General questions regarding login scripts.
Basically, I'm making my own Realistic challenge of sorts to familiarize myself with the different methods of SQL and javascript injection The problem is, my canvas of sorts isn't responding in any way shape or form and I don't know if it's because it's invulnerable or if I'm just using the wrong methods, is there anyone I can PM to point me in the right direction as to what method to attempt?
post your code, then we can help you better here's a simple example of injectionable profile page.
$id=$_GET['id'];
if($id){
$link=mysql_connect('host','username','password') or die("Could not connect to server");
mysql_select_db('test',$link) or die("Could not select database.");
$query="SELECT username, email FROM `users` WHERE `id`=".$id.";";
$result=mysql_query($query);
$row=mysql_assoc_fetch($result);
mysql_close($link);
?>
<html>
<head>
<title>SQL Injection test page</title>
</head>
<body>
<table>
<tr><td>Username:</td><td><?PHP echo $row['username'] ?></td></tr>
<tr><td>Email:</td><td><?PHP echo $row['email'] ?></td></tr>
</table>
</body>
</html>
<?PHP
}else{
echo "No user selected.";
}
?>
mysql> select column_name from columns where table_name='users';
+-------------+
| column_name |
+-------------+
| id |
| uname |
| pword |
| id |
| username |
| email |
| password |
+-------------+
7 rows in set (0.00 sec)
sure you can work out what the columns are made up of.
this uses mysql_assoc_fetch, a while loop would be more realistic (typical lazy coder reusing code) and would make this much funner to exploit.
Ardennes wrote: Basically, I'm making my own Realistic challenge of sorts to familiarize myself with the different methods of SQL and javascript injection
…
Not my code, it's a website I frequent. Wait… what? So you're making a challenge using code from a website you frequent that you don't have access to which you're trying to get access to by using techniques that you've put into it by not having access to it? Am I crazy, or does someone need to do a little rewording to get his point across?
Futility wrote: [quote]Ardennes wrote: Basically, I'm making my own Realistic challenge of sorts to familiarize myself with the different methods of SQL and javascript injection
…
Not my code, it's a website I frequent. Wait… what? So you're making a challenge using code from a website you frequent that you don't have access to which you're trying to get access to by using techniques that you've put into it by not having access to it? Am I crazy, or does someone need to do a little rewording to get his point across?[/quote]
I think he wants to know what to do with a login page on a site he intends to hack.
Then why mention the "Realistic challenge of sorts"? Unless he was trying to trick us by pretending to do something honest so that we could unknowingly fuel his misdeeds.
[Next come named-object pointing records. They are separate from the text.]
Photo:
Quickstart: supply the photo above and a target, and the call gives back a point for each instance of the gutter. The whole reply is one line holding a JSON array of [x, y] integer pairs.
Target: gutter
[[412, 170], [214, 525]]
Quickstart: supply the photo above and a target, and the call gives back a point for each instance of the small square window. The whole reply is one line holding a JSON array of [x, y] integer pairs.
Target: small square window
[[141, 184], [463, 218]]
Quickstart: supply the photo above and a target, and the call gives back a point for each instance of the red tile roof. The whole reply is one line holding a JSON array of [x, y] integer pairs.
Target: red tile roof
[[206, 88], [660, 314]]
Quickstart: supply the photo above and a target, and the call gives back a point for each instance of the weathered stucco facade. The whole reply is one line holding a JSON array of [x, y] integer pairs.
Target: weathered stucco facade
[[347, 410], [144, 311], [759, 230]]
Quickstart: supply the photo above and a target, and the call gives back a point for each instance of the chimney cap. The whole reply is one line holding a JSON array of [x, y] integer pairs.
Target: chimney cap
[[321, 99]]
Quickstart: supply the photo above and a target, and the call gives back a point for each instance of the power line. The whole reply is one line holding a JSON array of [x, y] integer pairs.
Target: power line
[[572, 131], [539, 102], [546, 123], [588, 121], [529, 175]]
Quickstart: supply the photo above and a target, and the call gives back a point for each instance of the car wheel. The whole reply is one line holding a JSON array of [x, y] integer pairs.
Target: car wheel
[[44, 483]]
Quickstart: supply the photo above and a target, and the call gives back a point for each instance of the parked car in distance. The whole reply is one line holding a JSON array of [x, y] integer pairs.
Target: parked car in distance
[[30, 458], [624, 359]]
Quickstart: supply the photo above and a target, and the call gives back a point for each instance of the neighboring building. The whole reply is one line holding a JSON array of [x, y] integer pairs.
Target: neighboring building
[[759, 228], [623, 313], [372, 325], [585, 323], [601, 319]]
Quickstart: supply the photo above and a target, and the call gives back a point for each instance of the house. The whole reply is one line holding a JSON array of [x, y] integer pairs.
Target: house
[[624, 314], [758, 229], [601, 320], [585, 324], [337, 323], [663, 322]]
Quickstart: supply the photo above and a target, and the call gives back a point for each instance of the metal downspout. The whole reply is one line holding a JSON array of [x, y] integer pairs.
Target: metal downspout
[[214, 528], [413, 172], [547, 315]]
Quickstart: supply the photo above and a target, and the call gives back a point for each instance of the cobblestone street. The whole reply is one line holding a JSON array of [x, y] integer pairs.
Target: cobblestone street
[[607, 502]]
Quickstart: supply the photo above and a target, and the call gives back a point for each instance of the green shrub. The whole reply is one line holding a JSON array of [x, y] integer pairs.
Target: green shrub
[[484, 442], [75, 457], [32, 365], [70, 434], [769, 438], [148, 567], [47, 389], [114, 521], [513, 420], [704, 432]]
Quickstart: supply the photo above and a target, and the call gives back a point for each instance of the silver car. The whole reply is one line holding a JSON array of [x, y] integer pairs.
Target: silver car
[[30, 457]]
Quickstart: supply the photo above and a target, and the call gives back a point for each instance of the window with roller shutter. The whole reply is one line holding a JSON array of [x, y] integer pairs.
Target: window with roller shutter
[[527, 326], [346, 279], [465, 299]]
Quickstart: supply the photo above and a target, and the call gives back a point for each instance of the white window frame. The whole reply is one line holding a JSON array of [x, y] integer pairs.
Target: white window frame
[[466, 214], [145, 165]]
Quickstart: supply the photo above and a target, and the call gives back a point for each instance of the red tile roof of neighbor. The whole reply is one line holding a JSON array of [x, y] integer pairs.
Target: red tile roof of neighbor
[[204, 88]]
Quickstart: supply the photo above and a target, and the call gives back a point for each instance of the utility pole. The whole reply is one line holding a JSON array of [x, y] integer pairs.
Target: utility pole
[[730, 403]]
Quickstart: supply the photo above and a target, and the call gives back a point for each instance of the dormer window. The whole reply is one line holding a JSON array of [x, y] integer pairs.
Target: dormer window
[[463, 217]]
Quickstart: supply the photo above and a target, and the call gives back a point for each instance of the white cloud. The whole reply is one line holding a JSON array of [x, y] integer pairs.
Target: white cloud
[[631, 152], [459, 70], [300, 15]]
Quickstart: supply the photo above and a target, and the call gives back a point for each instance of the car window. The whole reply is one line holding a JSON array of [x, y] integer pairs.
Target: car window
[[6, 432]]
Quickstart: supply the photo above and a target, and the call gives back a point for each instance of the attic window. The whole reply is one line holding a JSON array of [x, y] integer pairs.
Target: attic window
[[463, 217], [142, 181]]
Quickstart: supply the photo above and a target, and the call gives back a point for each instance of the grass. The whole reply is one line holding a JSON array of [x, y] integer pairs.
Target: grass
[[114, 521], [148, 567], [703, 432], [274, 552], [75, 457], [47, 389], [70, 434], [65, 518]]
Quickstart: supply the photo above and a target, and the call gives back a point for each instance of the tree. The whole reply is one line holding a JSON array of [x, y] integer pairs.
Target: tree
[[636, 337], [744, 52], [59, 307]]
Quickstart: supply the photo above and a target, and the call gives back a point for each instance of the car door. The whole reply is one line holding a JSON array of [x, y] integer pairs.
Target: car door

This is what I was afraid of and merely suggested he rephrase the question in a way that didn't imply a negative prerogative.
Unless I'm misreading something, of course. I tend to be quite stupid on occasion.
I wanted a "realistic challenge" where I couldn't go read a bunch of articles written specifically for it to hold my hand, but I've hit a dead end in regards of even what to try. There isn't really much else I can say to convince you that there isn't a "LOLZ HOW I HACK TO DESTROY STUFF" request, but I assure you it's not.
read a white paper on sql injection? then apply that to the page coded above.
If you already know how to use SQL with php, you just need to see what tricks can be used just look at a cheat sheet.
If you've ever used sql then it'll be clear how they work. SQL injection isn't black magic, if you know what you're doing then it's really simple.